Menurut Syahganda, Presiden Prabowo masih perlu lebih lanjut banyak lagi menjelaskan ide-ide pembangunannya terhadap publik, sehingga diperlukan jajaran menteri dalam Kabinet Merah Putih yang mampu menjabarkan apa yang digunakan diinginkan oleh Prabowo. Dia mengawasi konsolidasi pemerintah pada melaksanakan pengerjaan berorientasi rakyat pada waktu ini berlangsung intensif.

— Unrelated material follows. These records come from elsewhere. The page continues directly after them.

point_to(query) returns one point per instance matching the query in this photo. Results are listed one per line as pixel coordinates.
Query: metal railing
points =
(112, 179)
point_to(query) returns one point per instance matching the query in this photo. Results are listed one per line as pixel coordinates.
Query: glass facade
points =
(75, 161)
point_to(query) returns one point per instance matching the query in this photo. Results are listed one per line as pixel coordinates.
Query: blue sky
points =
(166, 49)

“Prabowo menghadapi kesulitan pada menjelaskan ide-ide besarnya terhadap kelas menengah, seperti mahasiswa. Sehingga, ia membutuhkan menteri yang mana kompatibel pada arus yang mana deras,” kata Syahganda yang tersebut juga lulusan ITB ini.
Syahganda berpendapat, kesalahan Satryo adalah ketidakmampuan menerjemahkan refocusing anggaran negara yang dipimpin Prabowo. “Kesalahan Satryo keliru membahasakan kebijakan Presiden terhadap DPR dan juga masyarakat,” tuturnya.
Bahkan, lanjut dia, Satryo sudah melakukan kesalahan dengan menyatakan dampak buruk efisiensi anggaran ketika rapat kerja dengan DPR beberapa waktu lalu, seperti kenaikan Uang Kuliah Tunggal (UKT), beasiswa dipotong, lalu dampak buruk terhadap tunjangan kinerja (tukin) dosen.
Dia melanjutkan, kesalahan Satryo ini memicu kemarahan mahasiswa, yang tersebut melakukan demo besar-besaran mencela pemerintah. Padahal, hal yang disebutkan bisa saja dihindari.
Selanjutnya, Syahganda memohon agar semua jajaran pemerintahan mampu menerjemahkan kebijakan Presiden Prabowo juga merancang komunikasi yang mana baik dengan masyarakat. Persoalan komunikasi urusan politik pemerintah, menurut Syahganda, menjadi ancaman terbesar ke depan.
“Berbagai cita-cita Prabowo yang digunakan pro rakyat gagal dipahami masyarakat, khususnya mahasiswa,” pungkasnya.